The deployment of over four thousand SA National Defence Force (SANDF) members until 17 April to, among others, protect national key points and support police, came in for criticism from Malema’s party. It said the cost to South African taxpayers of R166 million plus was “wasteful”.
The EFF statement continues: “All attempts by the State to suppress the National Shutdown failed dismally. Their efforts, which included massive deployment of law enforcement and the military, disinformation tactics and narrative manipulation by Cabinet Ministers and the President himself, all failed. Ordinary citizens and businesses registered a motion of no confidence in Cyril Ramaphosa, who encouraged business to open and people to proceed like it would be a normal day, and no one listened to him”.
Malema questioned why the SANDF is being deployed for a month while the shutdown protest was only for a day (20 March), and suggested the government used loadshedding as a tool to keep the population content during the shutdown as the lights were kept on during and around the shutdown period. “It was used as a method to demobilise…it is possible to keep the lights on,” he said.
Malema declared the shutdown a success, even though only 150 000 people participated.
Osmail Lagardien a writer, columnist and political economist, wrote in the Daily Maverick that the national shutdown was a failure and a setback for Malema and the EFF.
President Cyril Ramaphosa, in a Human Rights Day speech on Tuesday, lauded most South Africans for not taking part in the shutdown. “Even though others would want to diminish this democracy, even though others would want to abuse the rights of others, intimidate them, compel them to participate in a protest, compel them to participate in days when they should not go to work. I am happy that the majority of South Africans did not heed the call, but they exercised their rights as South Africans,” said Ramaphosa.

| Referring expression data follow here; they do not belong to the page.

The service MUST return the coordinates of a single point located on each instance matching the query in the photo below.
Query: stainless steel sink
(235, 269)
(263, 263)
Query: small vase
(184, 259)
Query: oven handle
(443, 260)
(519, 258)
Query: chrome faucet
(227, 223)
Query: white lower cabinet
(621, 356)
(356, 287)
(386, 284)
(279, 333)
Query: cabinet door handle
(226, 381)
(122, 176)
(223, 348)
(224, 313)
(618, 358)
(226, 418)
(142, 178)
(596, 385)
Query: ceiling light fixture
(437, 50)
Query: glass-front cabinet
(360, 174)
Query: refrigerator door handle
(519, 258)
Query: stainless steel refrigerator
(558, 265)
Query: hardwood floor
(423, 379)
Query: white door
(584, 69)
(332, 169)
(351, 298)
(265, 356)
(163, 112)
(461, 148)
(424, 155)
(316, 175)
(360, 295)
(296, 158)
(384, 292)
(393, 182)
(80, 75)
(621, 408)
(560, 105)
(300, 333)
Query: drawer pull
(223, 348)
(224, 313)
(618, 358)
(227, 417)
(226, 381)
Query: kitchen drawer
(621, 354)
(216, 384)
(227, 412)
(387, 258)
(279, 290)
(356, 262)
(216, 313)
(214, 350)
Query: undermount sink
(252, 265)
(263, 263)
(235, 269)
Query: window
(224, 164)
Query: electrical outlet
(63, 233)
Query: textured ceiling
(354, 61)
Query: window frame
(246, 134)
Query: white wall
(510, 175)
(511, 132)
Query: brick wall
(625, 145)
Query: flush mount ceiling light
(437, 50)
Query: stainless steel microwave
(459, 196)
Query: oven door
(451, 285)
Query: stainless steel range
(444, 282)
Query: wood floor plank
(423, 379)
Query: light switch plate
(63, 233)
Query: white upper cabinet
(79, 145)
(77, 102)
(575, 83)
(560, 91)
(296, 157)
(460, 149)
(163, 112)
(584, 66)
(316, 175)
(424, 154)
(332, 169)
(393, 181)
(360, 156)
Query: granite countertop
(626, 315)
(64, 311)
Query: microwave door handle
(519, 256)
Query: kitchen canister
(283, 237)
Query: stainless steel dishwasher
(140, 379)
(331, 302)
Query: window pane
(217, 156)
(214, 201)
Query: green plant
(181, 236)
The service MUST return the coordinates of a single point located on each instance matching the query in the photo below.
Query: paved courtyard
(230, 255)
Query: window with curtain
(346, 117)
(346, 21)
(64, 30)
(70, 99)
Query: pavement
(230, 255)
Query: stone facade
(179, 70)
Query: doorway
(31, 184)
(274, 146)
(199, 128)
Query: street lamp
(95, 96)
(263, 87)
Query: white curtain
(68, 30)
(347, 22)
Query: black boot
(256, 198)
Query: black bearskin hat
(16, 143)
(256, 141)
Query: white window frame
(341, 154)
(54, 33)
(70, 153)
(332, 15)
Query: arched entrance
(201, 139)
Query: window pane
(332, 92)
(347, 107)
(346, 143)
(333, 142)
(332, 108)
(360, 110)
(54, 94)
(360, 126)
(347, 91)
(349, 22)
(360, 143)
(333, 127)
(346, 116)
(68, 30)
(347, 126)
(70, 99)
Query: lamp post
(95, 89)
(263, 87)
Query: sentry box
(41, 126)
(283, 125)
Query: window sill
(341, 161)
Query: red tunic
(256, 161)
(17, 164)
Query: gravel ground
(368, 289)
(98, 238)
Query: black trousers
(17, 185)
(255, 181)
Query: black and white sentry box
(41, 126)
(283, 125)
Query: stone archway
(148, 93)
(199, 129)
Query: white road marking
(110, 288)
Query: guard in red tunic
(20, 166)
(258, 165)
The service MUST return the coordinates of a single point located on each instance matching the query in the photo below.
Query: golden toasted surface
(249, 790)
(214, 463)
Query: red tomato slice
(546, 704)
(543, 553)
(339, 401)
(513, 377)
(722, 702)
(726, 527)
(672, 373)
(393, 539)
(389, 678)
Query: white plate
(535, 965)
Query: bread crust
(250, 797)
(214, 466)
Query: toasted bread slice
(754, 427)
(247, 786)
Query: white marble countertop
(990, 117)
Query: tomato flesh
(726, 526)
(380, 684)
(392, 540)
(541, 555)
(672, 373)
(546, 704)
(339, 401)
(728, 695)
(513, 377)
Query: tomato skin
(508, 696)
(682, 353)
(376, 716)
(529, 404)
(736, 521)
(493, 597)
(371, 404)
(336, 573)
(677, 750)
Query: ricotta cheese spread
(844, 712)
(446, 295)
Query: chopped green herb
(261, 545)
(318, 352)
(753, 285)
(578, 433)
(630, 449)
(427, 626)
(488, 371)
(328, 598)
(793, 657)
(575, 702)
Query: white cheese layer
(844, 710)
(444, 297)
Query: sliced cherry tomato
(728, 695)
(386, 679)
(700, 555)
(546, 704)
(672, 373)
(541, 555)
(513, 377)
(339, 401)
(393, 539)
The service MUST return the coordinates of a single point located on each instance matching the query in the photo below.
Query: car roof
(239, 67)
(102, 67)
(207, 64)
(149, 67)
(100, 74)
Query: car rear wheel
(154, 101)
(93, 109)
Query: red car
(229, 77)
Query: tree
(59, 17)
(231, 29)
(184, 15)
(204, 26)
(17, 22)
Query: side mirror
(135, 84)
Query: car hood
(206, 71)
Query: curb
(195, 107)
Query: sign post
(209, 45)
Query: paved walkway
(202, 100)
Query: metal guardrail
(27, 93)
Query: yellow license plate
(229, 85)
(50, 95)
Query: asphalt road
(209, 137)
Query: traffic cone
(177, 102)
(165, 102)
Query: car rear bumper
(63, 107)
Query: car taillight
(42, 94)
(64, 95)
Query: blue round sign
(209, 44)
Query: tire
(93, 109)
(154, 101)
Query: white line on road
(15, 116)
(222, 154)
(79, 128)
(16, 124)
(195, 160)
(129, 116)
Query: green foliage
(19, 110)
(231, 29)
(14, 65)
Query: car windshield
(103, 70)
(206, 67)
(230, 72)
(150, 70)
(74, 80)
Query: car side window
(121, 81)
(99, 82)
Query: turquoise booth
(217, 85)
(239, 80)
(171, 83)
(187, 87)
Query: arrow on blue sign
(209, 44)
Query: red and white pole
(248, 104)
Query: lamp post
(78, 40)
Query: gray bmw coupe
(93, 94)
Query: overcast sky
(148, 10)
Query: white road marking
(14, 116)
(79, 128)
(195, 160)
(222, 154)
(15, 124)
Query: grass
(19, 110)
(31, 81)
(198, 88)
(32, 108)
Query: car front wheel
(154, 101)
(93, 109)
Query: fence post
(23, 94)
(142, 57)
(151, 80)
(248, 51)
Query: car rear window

A post-shutdown report from the National Joint Operational and Intelligence Structure (Natjoints) showed that over 550 people were arrested on 20 March for, amongst others, public violence, intimidation, damage to critical infrastructure, theft and attempted looting. A high security presence across the country ensured that scenes of looting and mass protest did not materialise, especially as 24 000 tyres were confiscated before they could be burnt or used to block roads.